Cláudio Veras
A poesia de Vital Corrêa de Araújo (VCA) é alógica, como um todo. O alogicismo é soberano.
Reina a descompreensão criadora. Ela (essa poesia, que Alberto Lins Caldas tachou de enlouquecida, delirante, inovador horror estético) brota das ribeiras do seu rico imaginário.
Aqui, em Heidelberg, quando o vi pela primeira vez (após percorrer alguns dos milenares prédios, paramos na ponte), VCA me passou um livro custoso de ler, em que me demorei, face ao êxtase do que era possuído a cada parágrafo ou verso. Era Burocracial.
Depois, me mandou Gesta Pernambucana e Bando de Mônadas. Se neles (nos poemas, agora, absolutos), há parte de sonho, são pedaços bem alógicos, condicionados em embrulhos de vertigem, também. Que desconstroem leitores com ideia de compreensão frágil, mesmo sensação de descompreensão, de desfamiliarização (do que se lê), de desconhecimento mesmo. Sébastien Joachim diria de desorientação, de sideração, estupor verbal e desconforto ou confusão mental.
Jamais é objetivo de VCA – poeta dizer. Algo fácil para qualquer leitor. É como que um sonho tão pássaro seu poema, diria. Que mexe com os ossos occipitais do leitor. E com suas condições espirituais. Que se frágeis, faz-nas temer.
Ele elimina, não só disfarça, ilude e rechaça todo referente (e todo o referente). VCA não aceita referência em sua poesia. Tema, essas coisas e tais, não têm guarida. São dispensáveis, obrigado. De nada. Daí, ser impossível “compreender” (assimilar com a facilidade que outros poetas oferecem), em momento algum, um verso vitaliano. É uma linguagem complexa e ambiciosa (ou inexpugnável estado de devir). Uma poesia que potencializa o caos, retira, extrai o máximo de potencialidade do caos do(s) sentido(s). E consegue:
Ele (VCA) não diz nada e tudo. A cada leitura, se descobre um poeta, uma saída, um labirinto novo, um novelo de significação, uma tela ou trela de sentido incomum.
Nada fora da linguagem há. Tudo fica no poema (o assunto é o poema, poesia). O mundo (e sua ideia) é o do poeta, as coisas, os fatos, a gramática, a verdade e suas sintaxes, e ele – VCA – inventa. Tudo é falso, é ficto, é imaginário. Toda uma imaginaria (como se diz em alemão) se pressente e se apresenta na forja dos poemas. Cada vez mais de novo ele é novo.

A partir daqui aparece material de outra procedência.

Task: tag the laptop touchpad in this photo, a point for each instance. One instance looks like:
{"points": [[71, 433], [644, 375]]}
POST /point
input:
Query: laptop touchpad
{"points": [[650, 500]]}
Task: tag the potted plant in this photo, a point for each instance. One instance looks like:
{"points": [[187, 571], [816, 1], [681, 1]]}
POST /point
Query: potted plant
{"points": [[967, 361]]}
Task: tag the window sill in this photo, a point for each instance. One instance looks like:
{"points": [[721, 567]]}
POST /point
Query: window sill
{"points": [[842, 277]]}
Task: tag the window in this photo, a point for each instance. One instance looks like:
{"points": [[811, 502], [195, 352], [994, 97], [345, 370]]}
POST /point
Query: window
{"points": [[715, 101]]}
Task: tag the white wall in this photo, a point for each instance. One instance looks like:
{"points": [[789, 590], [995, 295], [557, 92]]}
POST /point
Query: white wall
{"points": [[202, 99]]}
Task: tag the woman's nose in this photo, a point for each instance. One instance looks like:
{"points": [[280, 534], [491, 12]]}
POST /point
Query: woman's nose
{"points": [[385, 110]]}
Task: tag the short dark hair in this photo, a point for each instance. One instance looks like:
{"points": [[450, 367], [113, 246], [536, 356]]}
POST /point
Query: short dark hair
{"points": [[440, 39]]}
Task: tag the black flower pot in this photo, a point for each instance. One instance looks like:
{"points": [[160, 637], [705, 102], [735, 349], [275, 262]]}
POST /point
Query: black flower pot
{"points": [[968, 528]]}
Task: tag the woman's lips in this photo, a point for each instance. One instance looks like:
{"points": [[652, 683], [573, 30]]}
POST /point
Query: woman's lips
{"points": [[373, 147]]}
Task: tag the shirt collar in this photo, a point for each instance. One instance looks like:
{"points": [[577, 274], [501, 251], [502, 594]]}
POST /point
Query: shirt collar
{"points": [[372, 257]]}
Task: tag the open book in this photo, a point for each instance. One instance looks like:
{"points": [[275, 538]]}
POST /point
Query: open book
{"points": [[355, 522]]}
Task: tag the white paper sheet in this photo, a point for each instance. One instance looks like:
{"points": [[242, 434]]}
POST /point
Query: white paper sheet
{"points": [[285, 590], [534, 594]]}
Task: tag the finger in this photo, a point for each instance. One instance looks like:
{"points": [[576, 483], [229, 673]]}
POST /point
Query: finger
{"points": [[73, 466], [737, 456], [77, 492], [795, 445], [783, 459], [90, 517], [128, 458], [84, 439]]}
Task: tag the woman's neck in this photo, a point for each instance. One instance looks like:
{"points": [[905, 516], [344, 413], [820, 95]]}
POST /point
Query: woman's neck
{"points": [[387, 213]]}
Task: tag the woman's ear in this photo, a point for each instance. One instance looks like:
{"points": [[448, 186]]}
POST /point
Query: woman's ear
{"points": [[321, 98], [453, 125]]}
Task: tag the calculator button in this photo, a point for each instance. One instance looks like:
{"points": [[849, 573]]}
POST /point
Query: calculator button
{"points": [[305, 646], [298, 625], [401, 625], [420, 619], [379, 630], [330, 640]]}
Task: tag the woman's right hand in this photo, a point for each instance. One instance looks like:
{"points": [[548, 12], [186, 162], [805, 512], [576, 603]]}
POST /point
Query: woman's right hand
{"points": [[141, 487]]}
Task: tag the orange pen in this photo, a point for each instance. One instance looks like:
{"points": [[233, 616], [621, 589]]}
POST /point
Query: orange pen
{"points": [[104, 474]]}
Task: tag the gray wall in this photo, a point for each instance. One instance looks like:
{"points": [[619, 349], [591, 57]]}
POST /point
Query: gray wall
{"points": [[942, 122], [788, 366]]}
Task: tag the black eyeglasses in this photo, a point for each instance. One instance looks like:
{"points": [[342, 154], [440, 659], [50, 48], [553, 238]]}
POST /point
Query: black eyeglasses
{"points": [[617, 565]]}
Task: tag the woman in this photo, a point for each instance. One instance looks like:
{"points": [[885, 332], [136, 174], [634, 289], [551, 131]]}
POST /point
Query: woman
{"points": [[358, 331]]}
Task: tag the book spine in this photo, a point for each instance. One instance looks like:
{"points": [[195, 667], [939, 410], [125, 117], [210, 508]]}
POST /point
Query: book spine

No fim, uma extensão universal de potencialidades semânticas jaz na página, como cartas na mesa de um jogo infinito. Sua poesia é uma potência de dizer. Há uma família de relações entre os poemas de seus vinte e tantos livros um estilhaçamento de palavras, redondas reuniões ou conjunções de verbos e assembleias sintagmáticas ocorrendo e se espraiando nas páginas.
É uma poesia, resumiria, nuclear, alquímica (Atanor) e quântica (A eternidade é inútil).
Ultimando essas Primeiras, digo que VCA flerta com a bela incognoscibilidade, lama altamente frívola e descomunal. E flerta com suficiente ardor. Verossímil vital? Por fim, adapto o dito de Joyce: Se VCA presta para ser lido, a vida não presta para ser vivida. Pois ler VCA causa AVC.
Seguindo com os ses: se Vital menospreza a forma tradicional do poema é um fato... e viva Vital, que inova. O contingente é só acidental em VCA. Se seu poema inibe o sentido, este que se cuide. No mínimo, há meio sentido poesia dele. Embora ela trate do nada definitivo. A poesia diz o porque dela. E só.
A questão do moderno, marca do século XX, vou tratar adiante. No Brasil, houve um recuo, após a geração de 30. Ficamos envergonhados de ser modernos. Não houve a necessária separação moderno versus anti ou pré-moderno.
O moderno, em literatura, no Brasil, não conseguiu status autônomo, não houve, então, proscrição natural, por separação, do parnasianismo, perdeu-se o sentido do tempo, viveu-se literariamente uma mescla de presente e passado, sem direito a futuro. O parnasianismo nem é um clássicos, no Brasil, mas é mais vivo e modelar, o que é absurdo, algo completamente anacrônico.